KPÖ-Baier zeigt sich nun in einem Leserbrief an den STANDARD schockiert über die Atombomben-Aussagen auf der STOP THE BOMB-Konferenz. (8) Darin betont er, daß er „nur“ den politischen und wirtschaftlichen Druck der imperialistischen Großmächte gegen den Iran befürwortet, aber nie und nimmer einen Krieg. Daß der Krieg bloß die Fortsetzung der Politik mit anderen Mitteln ist, diese für MarxistInnen geltende Binsenweisheit hat der Ex-Marxist Baier natürlich schon längst verdrängt. Und es wäre natürlich von Baier zuviel verlangt, würde man erwarten, daß ihm die die Befürwortung des imperialistischen Krieges gegen den Iran durch das Cafe Critique bekannt wäre?!

 

Besonders belustigend ist Baiers Schlußfolgerung: „Ich will annehmen, dass diesem wahnwitzigen Szenario auf der Konferenz entgegengehalten wurde, dass es das Wesen von atomaren Erstschlägen ausmacht dass sich ihre Wirkungen und Folgen nicht begrenzen ließen, sie also als ein Mittel jeder irgendwie verantwortbaren Politik von vorneherein ausscheiden.“ Wenn Walter Baier tatsächlich annimmt, daß die antinationalen Kriegstreiber Grigat, Hartmann & Co. gegen das Kriegstreiben des Benny Morris protestieren würden, dann ist er entweder ein hoffnungsloser Dummkopf oder ein Lügner. In Wirklichkeit versucht Baier jetzt, wo sich Empörung über STOP THE BOMB breit macht und sich sogar der STANDARD – bislang eine Hochburg der Antinationalen – von diesen abwendet, von den Hörsaal-Militaristen zu distanzieren. Aber niemand kann und wird seine intellektuelle Mittäterschaft mit diesen rechten Hetzern vergessen! (ebensowenig wie den Verkauf des EKH an einen Neonazi)

 

Welche Schlußfolgerung zieht die Linke nun aus dem öffentlichen Auftreten der Atomkriegstreiber an der Universität Wien? Unserer Meinung nach ergeben sich folgende Konsequenzen:

 

1.) Linke Organisationen müssen endlich ein für alle mal jegliche Zusammenarbeit mit den antinationalen Kriegstreibern – allen voran Cafe Critique – beenden.

2.) Es muß breiter Druck auf die Universitätsbehörden ausgeübt werden, damit ihr Räume nicht noch einmal zu einer Plattform für imperialistische Kriegstreiber wird.
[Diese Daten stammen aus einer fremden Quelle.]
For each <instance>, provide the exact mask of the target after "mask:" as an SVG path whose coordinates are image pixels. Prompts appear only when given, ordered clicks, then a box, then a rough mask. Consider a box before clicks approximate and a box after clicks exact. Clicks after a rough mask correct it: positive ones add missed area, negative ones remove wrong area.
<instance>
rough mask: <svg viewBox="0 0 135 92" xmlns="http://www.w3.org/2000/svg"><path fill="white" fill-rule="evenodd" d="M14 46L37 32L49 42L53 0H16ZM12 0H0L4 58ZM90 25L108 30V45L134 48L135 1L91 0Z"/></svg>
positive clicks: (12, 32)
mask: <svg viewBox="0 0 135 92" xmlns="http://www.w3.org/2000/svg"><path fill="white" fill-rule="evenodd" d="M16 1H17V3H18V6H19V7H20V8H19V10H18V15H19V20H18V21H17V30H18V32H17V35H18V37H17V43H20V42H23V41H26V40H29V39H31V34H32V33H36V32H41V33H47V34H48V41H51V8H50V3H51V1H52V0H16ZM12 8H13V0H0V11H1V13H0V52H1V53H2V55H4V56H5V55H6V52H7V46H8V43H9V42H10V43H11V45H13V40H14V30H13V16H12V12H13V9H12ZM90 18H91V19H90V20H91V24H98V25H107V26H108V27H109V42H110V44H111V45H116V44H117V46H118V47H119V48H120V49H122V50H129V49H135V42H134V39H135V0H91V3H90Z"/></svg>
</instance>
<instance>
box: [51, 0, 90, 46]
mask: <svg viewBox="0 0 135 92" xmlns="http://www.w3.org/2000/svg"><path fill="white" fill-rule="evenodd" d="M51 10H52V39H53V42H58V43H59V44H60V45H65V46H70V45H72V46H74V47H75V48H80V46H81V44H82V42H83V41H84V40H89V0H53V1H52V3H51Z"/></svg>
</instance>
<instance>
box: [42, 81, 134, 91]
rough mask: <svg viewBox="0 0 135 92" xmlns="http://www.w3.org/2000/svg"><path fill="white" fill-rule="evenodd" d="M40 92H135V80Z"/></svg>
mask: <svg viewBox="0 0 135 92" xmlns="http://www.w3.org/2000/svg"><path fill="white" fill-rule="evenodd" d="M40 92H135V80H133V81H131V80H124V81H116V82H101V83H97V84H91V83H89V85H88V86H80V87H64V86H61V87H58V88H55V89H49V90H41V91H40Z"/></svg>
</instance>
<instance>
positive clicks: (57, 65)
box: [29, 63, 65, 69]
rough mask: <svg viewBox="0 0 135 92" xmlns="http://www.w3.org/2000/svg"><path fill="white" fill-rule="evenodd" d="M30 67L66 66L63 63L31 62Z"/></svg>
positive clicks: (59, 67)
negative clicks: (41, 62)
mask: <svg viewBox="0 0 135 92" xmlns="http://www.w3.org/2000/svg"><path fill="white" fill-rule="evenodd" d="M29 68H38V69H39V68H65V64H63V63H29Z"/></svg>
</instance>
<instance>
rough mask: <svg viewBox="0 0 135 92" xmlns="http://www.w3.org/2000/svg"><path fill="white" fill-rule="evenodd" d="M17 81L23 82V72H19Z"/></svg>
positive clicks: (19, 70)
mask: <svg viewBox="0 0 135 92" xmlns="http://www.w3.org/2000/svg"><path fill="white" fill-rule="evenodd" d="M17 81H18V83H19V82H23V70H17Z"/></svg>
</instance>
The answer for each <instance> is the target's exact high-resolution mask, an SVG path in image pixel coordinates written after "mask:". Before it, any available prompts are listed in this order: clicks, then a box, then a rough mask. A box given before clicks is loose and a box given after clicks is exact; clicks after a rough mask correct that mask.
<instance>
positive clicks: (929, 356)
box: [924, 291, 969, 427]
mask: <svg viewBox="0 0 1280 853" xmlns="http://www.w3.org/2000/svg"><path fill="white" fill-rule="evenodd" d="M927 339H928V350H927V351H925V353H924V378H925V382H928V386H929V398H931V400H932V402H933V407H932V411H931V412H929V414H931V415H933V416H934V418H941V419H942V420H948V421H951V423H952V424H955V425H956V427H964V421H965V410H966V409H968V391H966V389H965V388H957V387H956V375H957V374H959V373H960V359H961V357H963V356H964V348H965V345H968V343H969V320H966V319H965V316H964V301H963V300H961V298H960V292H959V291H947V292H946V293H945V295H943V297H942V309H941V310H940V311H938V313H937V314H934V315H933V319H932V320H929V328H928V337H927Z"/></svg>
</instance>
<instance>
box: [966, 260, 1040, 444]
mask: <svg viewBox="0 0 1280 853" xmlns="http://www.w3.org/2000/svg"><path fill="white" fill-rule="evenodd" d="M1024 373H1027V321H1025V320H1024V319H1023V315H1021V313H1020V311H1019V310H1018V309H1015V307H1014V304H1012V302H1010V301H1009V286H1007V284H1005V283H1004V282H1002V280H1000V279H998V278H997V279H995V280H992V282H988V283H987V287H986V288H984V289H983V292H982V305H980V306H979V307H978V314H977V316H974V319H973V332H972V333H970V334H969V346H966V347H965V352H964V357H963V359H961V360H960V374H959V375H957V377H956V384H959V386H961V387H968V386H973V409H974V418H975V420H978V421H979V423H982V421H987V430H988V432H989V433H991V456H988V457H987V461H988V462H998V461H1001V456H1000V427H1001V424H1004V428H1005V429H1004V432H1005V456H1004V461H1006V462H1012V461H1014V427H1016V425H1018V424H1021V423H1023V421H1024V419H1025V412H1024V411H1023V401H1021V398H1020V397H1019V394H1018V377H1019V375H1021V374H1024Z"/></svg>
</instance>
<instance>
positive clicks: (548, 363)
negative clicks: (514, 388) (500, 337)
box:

3.) Prominente Cafe Critique-SprecherInnen wie Stephan Grigat, Simone Dinah Hartmann oder Mary Kreutzer müssen bei öffentlichen Auftritten – sei es auf der Universität oder bei Veranstaltungen – mit Widerspruch konfrontiert werden.

4.) Alle ernsthaften GegnerInnen von imperialistischen Krieg und Besatzung müssen dafür sorgen, daß die (Atom)Bomben-Fans nicht noch einmal unwidersprochen ihr Unwesen in aller Öffentlichkeit treiben dürfen. Unsere Losung muß lauten: KEIN KRIEG GEGEN DEN IRAN!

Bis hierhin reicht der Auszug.